To look deeper on why this happened, many Chinese start-up experts say Uber was not been beaten or chased away. Instead, it chose to leave for its own interest.

For normal residents, there is little difference between the services provided by Uber and Didi and price is the significant factor. As a former Beijinger, every time I needed to call a taxi, I would check the price of the two apps and choose the inexpensive one. Apparently I was not alone. This meant the two businesses were constantly involved in a bitter price war.

Going public

Another vital aspect in the post-mortem of Uber China is that both companies were eager to go public. Didi will do so by 2018 with more than six large-scale financing offers. Uber had a similar plan. However, as long as both companies were making losses they would struggle to meet the requirements of the Stock Exchange. It made sense to cease fire.

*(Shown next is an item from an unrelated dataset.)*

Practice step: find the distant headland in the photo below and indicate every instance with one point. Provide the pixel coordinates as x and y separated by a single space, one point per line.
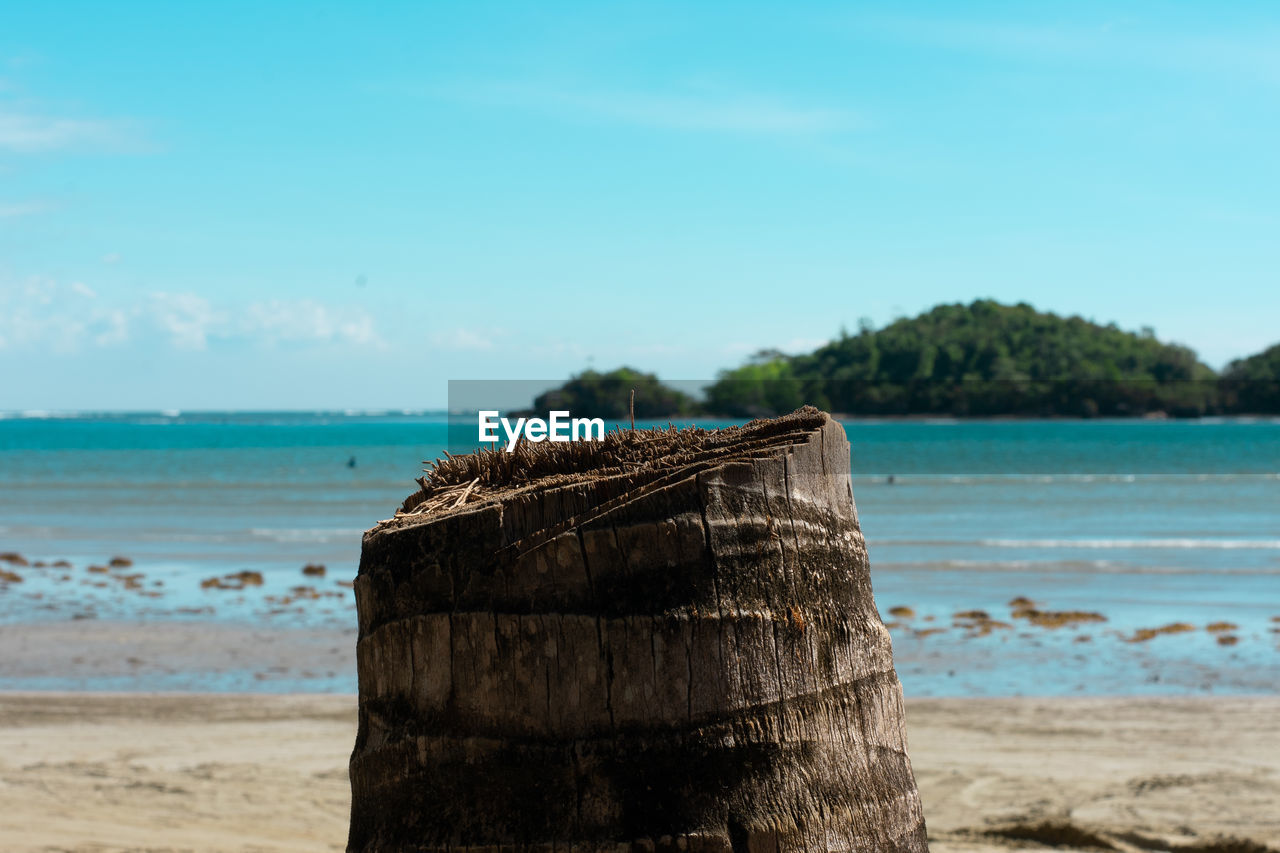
981 360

“The biggest existential risk to Uber over the past two months was that in China they were losing money in a way that possibly put the rest of their worldwide operations at risk,” said, an economics professor at New York University. “In the short term it may be seen as a loss, but in the imminent years it’s definitely a good move. Now they can put their efforts on the rest of the world,” he adds.

With their journey in China over, Uber can now look to other countries where it is competing for market share. However, Didi is backing a new round of funding in the Southeast Asian ride-sharing service Grab, putting even more pressure on its ride-sharing rival.

This cash injection could exceed $600 million and push the total amount of funds available to Grab past $1 billion. Meanwhile, Grab is looking to raise a separate $400 million in their own funding rounds in the weeks to come.

This development suggests the development of an,“anti-Uber alliance”, where the largest non-Uber ride-hailing companies across the globe collaborate to push the multinational out of their local market. As Liu Qing, the president of Didi says “you could not make friends by negotiation, you could only make friends by fighting.” Didi’s investment in Grab shows it will continue to clash with Uber in Southeast Asia, and possibly beyond.